Atheists aren’t moral out of fear: they don’t have to be bullied and threatened into acting morally towards others – it is entirely consistent with the recognition that all of us only have this one life, and that this makes everything about this life more important and more special; it makes every moment of this life, and every decision taken in it, count in a way that it cannot if we are somehow going to survive for eternity (again, take a look at other answers to other questions to see why). Why should we set out to harm others, when this is their only life too?

Finally, as Logicel has pointed out, the simple fact is that people’s moral promptings can be tested scientifically, and have been, and show that the vast majority of people – whether male, female, black, white, Christian, Hindu, Muslim, pagan, any other religion or no religion whatsoever – DO take the 'moral’ option even when no one would ever find out if they didn’t. The universality of this across all cultures and beliefs points to a strong evolutionary factor in our impulse to be good. No gods required. If you’d like to find out more about this, check out this video: http://bit.ly/4Fie4h

Posted: March 9th 2010

See all questions answered by Paula Kirby

logicel

Evolution has given us a mix of about one to five in the 'morality lottery.’ That is, the majority of people are moral regardless of their particular religious brand or lack of one. The 'selfish’ gene leads to the altruistic society in other words. The one out of five that do not bother with morality do so because such behavior can give an edge to survival.
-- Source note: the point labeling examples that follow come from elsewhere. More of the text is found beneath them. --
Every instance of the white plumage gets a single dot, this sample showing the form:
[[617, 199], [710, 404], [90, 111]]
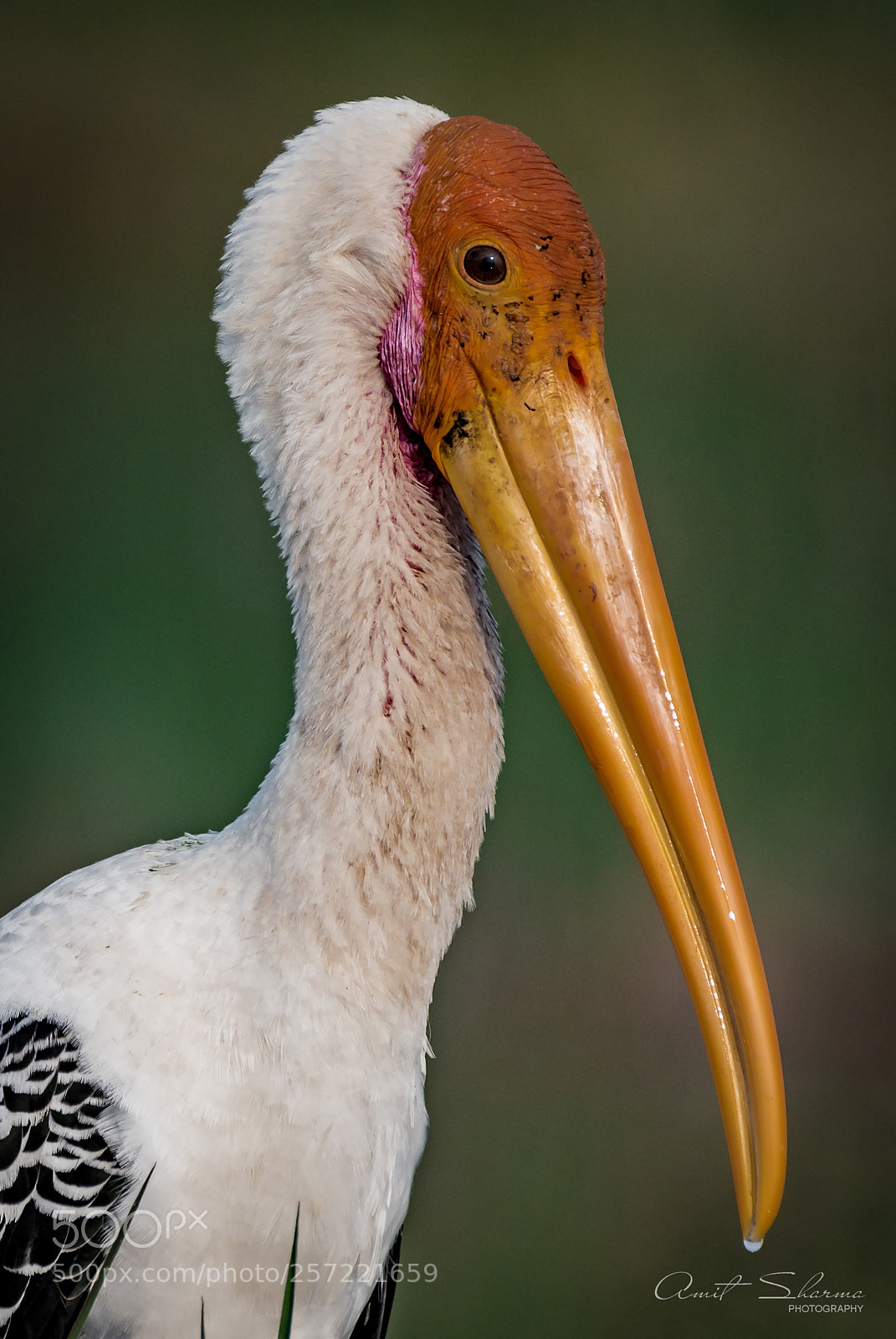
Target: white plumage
[[253, 1002], [406, 300]]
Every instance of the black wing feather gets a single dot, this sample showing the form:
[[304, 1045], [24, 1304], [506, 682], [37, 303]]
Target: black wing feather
[[372, 1322], [60, 1183]]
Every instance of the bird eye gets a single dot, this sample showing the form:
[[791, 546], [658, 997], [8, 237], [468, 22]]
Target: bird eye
[[485, 265]]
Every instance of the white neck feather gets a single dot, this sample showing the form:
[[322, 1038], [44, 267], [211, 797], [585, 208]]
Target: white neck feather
[[371, 816]]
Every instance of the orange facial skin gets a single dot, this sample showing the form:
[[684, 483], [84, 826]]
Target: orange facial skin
[[513, 401], [479, 184]]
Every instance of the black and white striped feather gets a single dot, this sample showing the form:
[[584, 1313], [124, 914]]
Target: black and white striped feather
[[60, 1183]]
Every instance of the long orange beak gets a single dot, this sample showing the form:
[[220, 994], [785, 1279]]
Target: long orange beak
[[541, 469]]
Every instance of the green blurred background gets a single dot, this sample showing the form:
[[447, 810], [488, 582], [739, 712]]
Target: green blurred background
[[737, 161]]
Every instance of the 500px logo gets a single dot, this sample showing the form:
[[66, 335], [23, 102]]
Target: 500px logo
[[100, 1227]]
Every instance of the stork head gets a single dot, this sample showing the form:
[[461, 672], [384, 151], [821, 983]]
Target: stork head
[[492, 347]]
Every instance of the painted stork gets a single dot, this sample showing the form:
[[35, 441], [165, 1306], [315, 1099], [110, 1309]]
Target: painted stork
[[412, 312]]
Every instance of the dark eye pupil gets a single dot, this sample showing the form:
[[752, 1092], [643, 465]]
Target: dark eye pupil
[[485, 265]]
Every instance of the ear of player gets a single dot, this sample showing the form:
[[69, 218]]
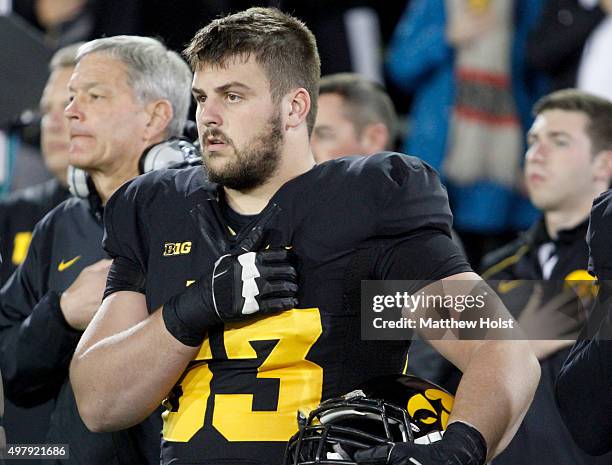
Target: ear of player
[[461, 444], [242, 285]]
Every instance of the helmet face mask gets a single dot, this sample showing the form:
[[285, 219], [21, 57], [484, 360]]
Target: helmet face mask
[[369, 417]]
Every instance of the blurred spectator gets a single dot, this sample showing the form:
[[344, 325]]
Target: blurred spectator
[[20, 212], [568, 164], [67, 21], [465, 60], [556, 43], [595, 70], [355, 117], [348, 34], [127, 95], [23, 209]]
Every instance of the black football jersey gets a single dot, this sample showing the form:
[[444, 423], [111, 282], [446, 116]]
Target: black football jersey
[[238, 399]]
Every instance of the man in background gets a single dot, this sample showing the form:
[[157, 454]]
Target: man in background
[[24, 208], [127, 95], [568, 164], [355, 117]]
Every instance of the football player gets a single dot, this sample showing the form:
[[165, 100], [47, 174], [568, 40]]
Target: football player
[[583, 387], [127, 95], [233, 301]]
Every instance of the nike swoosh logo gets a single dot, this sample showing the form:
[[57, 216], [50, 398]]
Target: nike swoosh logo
[[506, 286], [64, 265], [219, 274]]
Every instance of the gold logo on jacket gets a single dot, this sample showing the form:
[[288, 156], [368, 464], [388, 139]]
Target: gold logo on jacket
[[65, 265]]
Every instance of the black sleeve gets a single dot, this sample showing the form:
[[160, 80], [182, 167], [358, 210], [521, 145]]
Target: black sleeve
[[406, 194], [425, 255], [36, 343], [598, 237], [125, 241], [124, 275], [584, 385]]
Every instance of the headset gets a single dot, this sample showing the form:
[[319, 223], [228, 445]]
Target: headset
[[173, 153]]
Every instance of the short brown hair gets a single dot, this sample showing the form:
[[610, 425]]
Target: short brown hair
[[597, 109], [367, 102], [281, 44]]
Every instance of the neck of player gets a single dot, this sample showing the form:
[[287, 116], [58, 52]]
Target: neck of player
[[107, 183]]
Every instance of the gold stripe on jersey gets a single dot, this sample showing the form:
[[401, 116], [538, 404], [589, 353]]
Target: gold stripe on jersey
[[300, 381]]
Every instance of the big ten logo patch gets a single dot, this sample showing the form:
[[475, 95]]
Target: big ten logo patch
[[177, 248]]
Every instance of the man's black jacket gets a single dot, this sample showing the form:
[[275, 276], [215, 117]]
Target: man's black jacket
[[36, 343]]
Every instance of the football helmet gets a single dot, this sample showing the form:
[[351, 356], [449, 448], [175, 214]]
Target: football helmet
[[387, 409]]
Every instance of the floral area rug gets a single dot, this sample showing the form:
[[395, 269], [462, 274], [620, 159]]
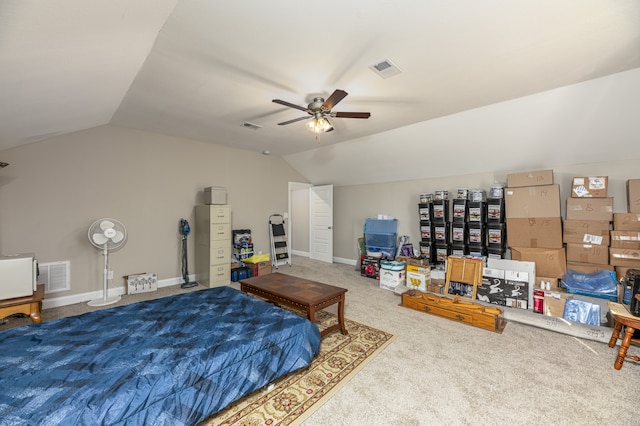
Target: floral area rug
[[294, 397]]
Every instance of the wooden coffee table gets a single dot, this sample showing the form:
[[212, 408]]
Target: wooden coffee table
[[298, 293]]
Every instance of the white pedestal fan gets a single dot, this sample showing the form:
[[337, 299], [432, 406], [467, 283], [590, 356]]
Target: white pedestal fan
[[108, 235]]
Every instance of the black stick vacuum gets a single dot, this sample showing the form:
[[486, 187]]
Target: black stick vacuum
[[184, 230]]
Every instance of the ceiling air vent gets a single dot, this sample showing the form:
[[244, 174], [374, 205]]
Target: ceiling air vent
[[386, 68], [251, 126]]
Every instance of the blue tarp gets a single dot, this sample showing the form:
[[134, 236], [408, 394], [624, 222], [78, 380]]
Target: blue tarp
[[169, 361], [601, 284]]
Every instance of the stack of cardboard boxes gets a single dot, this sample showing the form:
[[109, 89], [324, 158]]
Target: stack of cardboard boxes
[[587, 224], [534, 224], [624, 253]]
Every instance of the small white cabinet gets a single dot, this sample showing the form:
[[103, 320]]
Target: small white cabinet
[[213, 245]]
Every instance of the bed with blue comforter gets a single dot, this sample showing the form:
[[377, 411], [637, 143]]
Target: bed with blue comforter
[[169, 361]]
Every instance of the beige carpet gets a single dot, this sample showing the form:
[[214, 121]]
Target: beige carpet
[[440, 372], [294, 397]]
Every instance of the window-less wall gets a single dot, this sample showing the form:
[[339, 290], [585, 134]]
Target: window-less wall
[[53, 190], [355, 203]]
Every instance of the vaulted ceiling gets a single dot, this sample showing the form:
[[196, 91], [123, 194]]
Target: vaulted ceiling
[[202, 69]]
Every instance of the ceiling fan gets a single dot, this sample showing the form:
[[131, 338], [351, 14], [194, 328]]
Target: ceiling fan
[[320, 109]]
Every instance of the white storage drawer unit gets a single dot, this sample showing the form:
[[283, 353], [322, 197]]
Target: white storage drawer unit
[[213, 245]]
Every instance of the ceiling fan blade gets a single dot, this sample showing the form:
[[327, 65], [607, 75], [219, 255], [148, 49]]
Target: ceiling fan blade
[[118, 237], [351, 114], [333, 100], [290, 105], [99, 239], [292, 121]]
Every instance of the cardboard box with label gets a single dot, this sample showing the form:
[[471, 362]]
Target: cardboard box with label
[[549, 262], [586, 232], [590, 209], [535, 232], [532, 178], [532, 201], [590, 187], [588, 253], [624, 257], [633, 195], [625, 239], [392, 274], [626, 221], [418, 277]]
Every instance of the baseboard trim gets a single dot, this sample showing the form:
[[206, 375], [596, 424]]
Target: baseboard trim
[[344, 260], [56, 302]]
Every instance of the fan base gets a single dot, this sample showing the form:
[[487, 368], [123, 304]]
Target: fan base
[[103, 301]]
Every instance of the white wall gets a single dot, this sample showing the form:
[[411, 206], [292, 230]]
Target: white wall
[[355, 203], [585, 123], [53, 190]]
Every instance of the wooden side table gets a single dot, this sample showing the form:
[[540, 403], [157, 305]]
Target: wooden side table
[[28, 305], [622, 316]]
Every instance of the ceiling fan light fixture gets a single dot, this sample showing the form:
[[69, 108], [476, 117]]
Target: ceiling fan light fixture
[[319, 124]]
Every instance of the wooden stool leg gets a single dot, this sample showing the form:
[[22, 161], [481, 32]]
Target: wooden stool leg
[[624, 346], [615, 334]]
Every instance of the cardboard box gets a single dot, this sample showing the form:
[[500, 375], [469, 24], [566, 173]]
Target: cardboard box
[[625, 239], [626, 222], [588, 253], [532, 201], [549, 262], [535, 232], [533, 178], [590, 186], [436, 288], [588, 268], [590, 209], [390, 279], [633, 195], [586, 232], [624, 257], [418, 277], [260, 268], [141, 283]]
However, if the proportion is higher, that is, more immoral people than moral, society will grind to a halt.

Christopher Hitchens is fond of saying that of course his ancestral people, the Jews, were moral before the Ten Commandments supposedly were given to them, that they knew right from wrong, and that it is insulting to imply that they didn’t. Religious writings just capture the evolving moral zeitgeist, they don’t create it.